Protect and Survive – Timeline negated
In another instance, the Seventh Doctor had to prevent Vladimir Kryuchkov from succeeding Konstantin Chernenko as leader of the Soviet Union. This was enough to stop World War III from occurring prematurely in 1989.
The calling card for the Eighth Doctor you might say. In the X5 timeline, he originally failed in his mission to stop the Master from opening the Eye of Harmony and devouring the Earth, but was able to use (will Grace did anyway) his TARDIS to travel back into his immediate personal past and prevent this from happening. Timeline X6
Father’s Day – Timeline negated
Rose temporarily interfered in the X6 timeline by saving her father from being run over by a car, but the Doctor was able to fix the alteration and set history back on track.
The TARDIS was supposed to blow in the X6 timeline at the end of the series. Actually it did blow up, and then the Doctor reset the universe so that it didn’t blow up. This event also changed the endings to multiple stories in Series 5 in the new timeline, most involving the cracks in time. I’m sorry if this explanation seems pedantic, but Series 5 is great fun to watch, but one hell of a timey-wimey ball to figure out. Just accept Timeline X7
The Girl Who Waited
Amy Pond was meant to have been stranded on Apalapucia for 36 years in the X7 timeline, but the Doctor and Rory took a page from the Eighth Doctor’s book and interfered in Amy’s history and changed this so that she didn’t have to. Timeline X8
The Angels Take Manhattan
Following on from The Girl Who Waited, Rory Williams was meant to be imprisoned in Winter Quay for the rest of his life after the Angels abducted him, but the TARDIS crew was able to partially change this by turning the living nightmare ending into a bittersweet ending, thus negating the first timeline. Timeline X9
Journey to the Centre of the TARDIS
In the X9 timeline, the TARDIS was damaged by the van Baalen brothers and blew up. It’s not clear which ending to the episode is the divergent one, but this author’s personal opinion is that the timeline in which the Doctor sacrificed himself to give his past self the solution needed to survive this ordeal was indeed the “main” timeline. Timeline X10
The Time of the Doctor
In the X7, X8, X9 and X10 timelines, the Doctor was destined to die on Trenzalore at the end of his thirteenth incarnation. Thanks to the Time Lords affording him a new regeneration cycle, thus granting him twelve more regenerations, the Doctor changed the timeline yet again and lived past his supposed death. Timeline X11
These are just a couple of incidents.; just those that appear the most obvious. Whether you accept the examples I presented as evidence or dispute on which side of the border they land on is not the case. The case is that we haven’t been on the “main” timeline in quite a while. Multiple stories have proven there exists alternative Doctors in alternative realities. Stories and events get retconned and negated regularly.

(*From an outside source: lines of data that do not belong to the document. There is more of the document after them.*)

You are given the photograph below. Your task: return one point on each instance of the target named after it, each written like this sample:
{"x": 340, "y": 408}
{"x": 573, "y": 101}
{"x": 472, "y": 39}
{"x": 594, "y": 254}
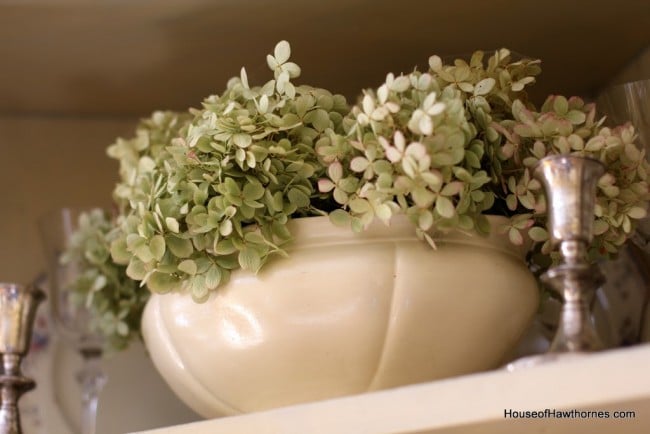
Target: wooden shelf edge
{"x": 608, "y": 381}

Perhaps just not on this scale. Things get shifted. We could very well be on timeline X2 000 000 by now and not even in a perfect numerical order. Perhaps the heart of the dilemma lies in the idea that Time negated such a widely praised story. Perhaps it’s not that. Perhaps the idea of negating any story, regardless of the format or era is unacceptable. Perhaps, as I mentioned, it’s the scale of the negation.
You may also be wondering why “main” is in quotation marks. Well, if you think about it, you can’t really have more than one “main” timeline without defacing the definition. Everything after the first is a newly established timeline. The Doctor hasn’t travelled in the “main” timeline for quite some time. There may even be stories that prove that those stories are also just set in another alternative timeline. It’s very confusing because the more you think about it, the more you’ll realize that since you’re dealing with non-linear storytelling, it may be possible for the X8 timeline to perhaps be X1 and the X7 timeline could very well be X100 for all you know.
Or maybe Steven Moffat is busy creating a monster for Series 8 that feeds on negates timelines and paradoxes. You never know.